Secondly, the unauthorized ways of performing the contractual duties. The employer may held liable despite the reason that the employee was acting improperly even the act was part of his duties. In the case of Century Insurance Co. v Northern Ireland Road Transport Board, the driver of the petrol tanker was transferring the fuel to an underground storage. He lit a cigarette and threw the match to the ground which caused fire and a big explosion. The court held that the employer was liable for the driver’s negligence because his carelessness was not written in his contract of service, but was a negligent in the way of discharging his actual job under the contract of service.
Thirdly, the employee must not allow other people to do his job while the person is on his course of employment. If the person allows outsiders to operate or perform his job, then the employer is not liable for any mistakes or wrongdoings of his employee. In the case of Ilkrw v Samuels, the lorry driver allowed another person to drive the vehicle. However, the lorry driver never ask the permission from his employer whether such act can be done and the another person’s ability to handle the vehicle. During this act, a third party was injured and the employer was liable due to the negligence of the employee.
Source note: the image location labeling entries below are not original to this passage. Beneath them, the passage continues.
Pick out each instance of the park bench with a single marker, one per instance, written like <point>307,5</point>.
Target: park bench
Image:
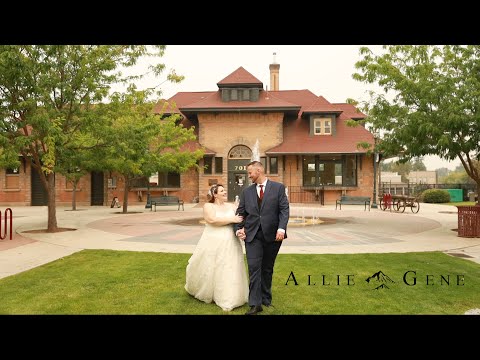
<point>165,200</point>
<point>353,200</point>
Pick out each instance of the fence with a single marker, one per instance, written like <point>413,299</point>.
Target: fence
<point>412,189</point>
<point>5,230</point>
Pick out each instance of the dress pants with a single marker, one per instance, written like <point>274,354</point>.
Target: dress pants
<point>261,255</point>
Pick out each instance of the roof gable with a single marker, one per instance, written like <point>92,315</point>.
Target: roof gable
<point>240,77</point>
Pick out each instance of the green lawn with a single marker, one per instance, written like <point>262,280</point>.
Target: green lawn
<point>123,282</point>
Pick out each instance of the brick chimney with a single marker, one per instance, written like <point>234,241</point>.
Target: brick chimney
<point>274,74</point>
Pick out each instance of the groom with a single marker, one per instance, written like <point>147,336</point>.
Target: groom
<point>265,210</point>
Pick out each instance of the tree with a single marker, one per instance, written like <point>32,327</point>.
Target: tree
<point>418,164</point>
<point>142,142</point>
<point>429,104</point>
<point>47,93</point>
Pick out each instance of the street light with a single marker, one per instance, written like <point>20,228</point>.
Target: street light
<point>374,202</point>
<point>148,205</point>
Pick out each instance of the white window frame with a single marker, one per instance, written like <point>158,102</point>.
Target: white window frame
<point>322,126</point>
Fourthly, we have to identify whether is it the employee’s fraudulent acts has been involved. The courts will not make the employers to be liable if there is a fraudulent act on the employee’s side. However, the court may soon accept that the employer could be held liable. This is because, the employee may performed the fraudulent act on the employer’s benefit. Or maybe the employee committed the act on his own hands.
Finally, whether the employee’s criminal act is involved or not. The employer may be vicariously liable for any criminal act from his employee. The criminal act may be taken during the course of the employment so that the employer will be charged at civil law for any losses caused by the employee. In the case of Leesh River Tea Co v British India Steam Navigation Co, a person was employed to unload the tea from the ship. That person stole a copper cover plate from the ship while he was unloading the tea. The court held that the worker was not in his course of employment because his job has nothing to do with the copper plate therefore the employer is not liable for this act. If a cleaner was sent to the ship to clean it, then that person may have acted in his course of employment and therefore the employer is liable. In contrast of the case above, Morris v Martin Ltd, where a fur coat sent to cleaners was stolen by the employee. The job of the employee was to clean the coat therefore the cleaners were liable for the theft.
Where vicarious liability is imposed on an employer, both the employer and employee will be held jointly liable. It must be noted that in the context of an independent contractor, an employer would be held vicariously liable where he authorized or ratified the tort.
Vicarious liability will continue to happen significantly for an employee’s acts committed within the “course of employment.” There will be occasions when the conduct or misconduct of the employees in their employment will results in the employer’s organization either assuming vicarious liability or being held vicariously liable. On some of those occasions, the employer make look to their employees to indemnify against employer’s loss, and on some of those occasions, the employer will indemnify the employees against personal loss.